Deep Learning for Symbolic Mathematics - lucidrains
https://openreview.net/pdf?id=S1eZYeHFDS
======
wwalker3
The authors have shown a very nice and (to me) non-intuitive result. But
they're playing a little fast and loose with their comparison to Mathematica.
They're comparing their algorithm's accuracy (solution correctness vs.
incorrectness), with Mathematica's ability to find the correct solution in
less than 30 seconds. This is a very important distinction! Mathematica will
never silently return an incorrect solution (barring software bugs, of
course). And Mathematica can often take minutes to evaluate what appears to be
a simple integral, so a 30-second timeout is far too short, unless you're
simply trying to compare the computational efficiency of the two approaches.

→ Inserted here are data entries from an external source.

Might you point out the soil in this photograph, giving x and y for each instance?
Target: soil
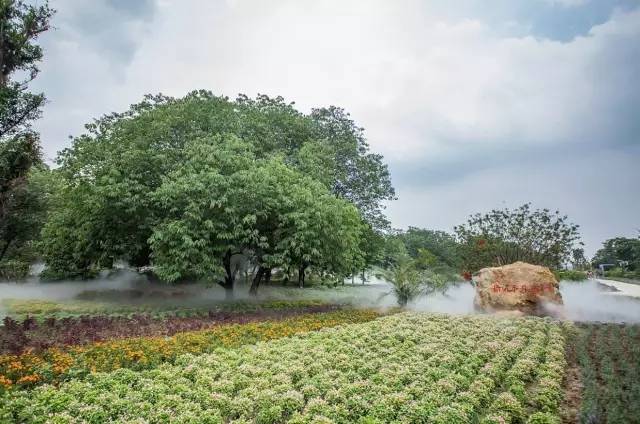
(30, 334)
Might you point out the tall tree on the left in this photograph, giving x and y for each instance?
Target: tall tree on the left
(20, 204)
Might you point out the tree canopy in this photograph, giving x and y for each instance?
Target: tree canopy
(500, 237)
(215, 177)
(21, 203)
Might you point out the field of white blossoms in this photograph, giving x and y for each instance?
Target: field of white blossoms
(408, 367)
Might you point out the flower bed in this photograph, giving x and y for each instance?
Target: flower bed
(58, 364)
(402, 368)
(18, 336)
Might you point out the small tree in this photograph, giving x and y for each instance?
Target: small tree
(409, 279)
(504, 236)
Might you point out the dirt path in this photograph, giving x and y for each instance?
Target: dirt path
(624, 289)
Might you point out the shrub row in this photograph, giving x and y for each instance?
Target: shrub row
(406, 367)
(58, 364)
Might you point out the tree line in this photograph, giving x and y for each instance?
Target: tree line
(192, 187)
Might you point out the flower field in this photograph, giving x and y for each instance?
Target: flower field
(58, 364)
(17, 336)
(608, 358)
(405, 367)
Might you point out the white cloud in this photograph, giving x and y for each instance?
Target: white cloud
(430, 86)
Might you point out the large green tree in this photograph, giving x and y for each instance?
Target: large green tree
(112, 173)
(500, 237)
(21, 204)
(220, 204)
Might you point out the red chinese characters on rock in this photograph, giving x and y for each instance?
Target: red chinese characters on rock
(512, 288)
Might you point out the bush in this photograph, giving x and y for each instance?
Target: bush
(14, 270)
(615, 272)
(570, 275)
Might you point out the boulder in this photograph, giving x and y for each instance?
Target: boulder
(516, 287)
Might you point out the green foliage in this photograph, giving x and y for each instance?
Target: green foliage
(128, 183)
(619, 251)
(440, 244)
(608, 356)
(409, 279)
(222, 200)
(570, 275)
(13, 269)
(505, 236)
(21, 207)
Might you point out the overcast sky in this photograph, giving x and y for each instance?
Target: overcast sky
(478, 105)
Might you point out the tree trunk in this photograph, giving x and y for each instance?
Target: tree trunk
(301, 270)
(256, 281)
(5, 248)
(229, 276)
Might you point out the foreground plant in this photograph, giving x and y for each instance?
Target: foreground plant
(405, 367)
(59, 364)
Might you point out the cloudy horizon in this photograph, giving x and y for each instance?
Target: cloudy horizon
(479, 106)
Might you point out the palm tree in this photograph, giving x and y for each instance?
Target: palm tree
(408, 281)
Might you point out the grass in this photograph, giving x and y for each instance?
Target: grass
(41, 309)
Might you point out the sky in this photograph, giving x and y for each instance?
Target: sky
(475, 104)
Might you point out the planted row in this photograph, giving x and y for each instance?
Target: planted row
(16, 336)
(401, 368)
(58, 364)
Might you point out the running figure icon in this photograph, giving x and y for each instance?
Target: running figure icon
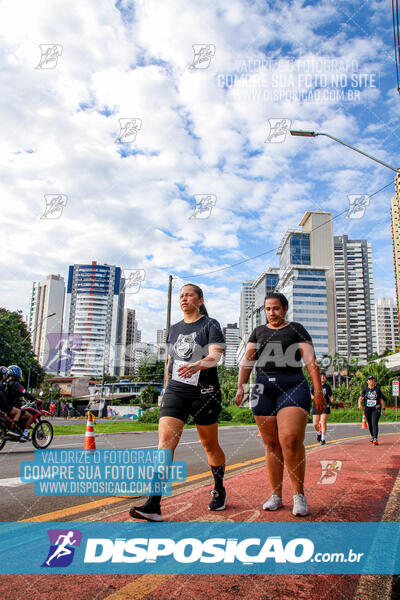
(63, 543)
(62, 549)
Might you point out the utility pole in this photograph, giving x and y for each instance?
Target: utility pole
(170, 279)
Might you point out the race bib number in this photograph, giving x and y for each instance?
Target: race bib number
(192, 380)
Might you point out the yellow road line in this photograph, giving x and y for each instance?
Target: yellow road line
(73, 510)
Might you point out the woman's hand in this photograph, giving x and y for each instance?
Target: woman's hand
(240, 396)
(189, 369)
(319, 401)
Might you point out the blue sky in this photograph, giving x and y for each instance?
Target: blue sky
(199, 131)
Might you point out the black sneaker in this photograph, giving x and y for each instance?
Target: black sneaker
(218, 500)
(150, 511)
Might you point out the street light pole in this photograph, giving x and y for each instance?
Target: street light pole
(314, 134)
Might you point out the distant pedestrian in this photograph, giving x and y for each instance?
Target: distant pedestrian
(372, 401)
(320, 420)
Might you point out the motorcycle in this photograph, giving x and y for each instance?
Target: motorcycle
(41, 430)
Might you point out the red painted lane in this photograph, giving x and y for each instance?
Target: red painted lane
(365, 475)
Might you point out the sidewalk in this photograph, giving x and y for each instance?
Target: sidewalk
(361, 488)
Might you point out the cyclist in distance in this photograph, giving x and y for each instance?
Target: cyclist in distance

There may be other subtleties as well. Mathematica works in the complex domain
by default, which makes many operations more difficult, but the authors
discard expressions which contain complex-valued coefficients as "invalid",
which makes me think they're implicitly working in the real domain. Do they
restrict Mathematica to the real domain when they invoke it? Perhaps, but they
don't say one way or the other. And do they try common tricks like invoking
FullSimplify[] on an expression/equation before attempting to operate on it?
I'd like to see more details of their methodology.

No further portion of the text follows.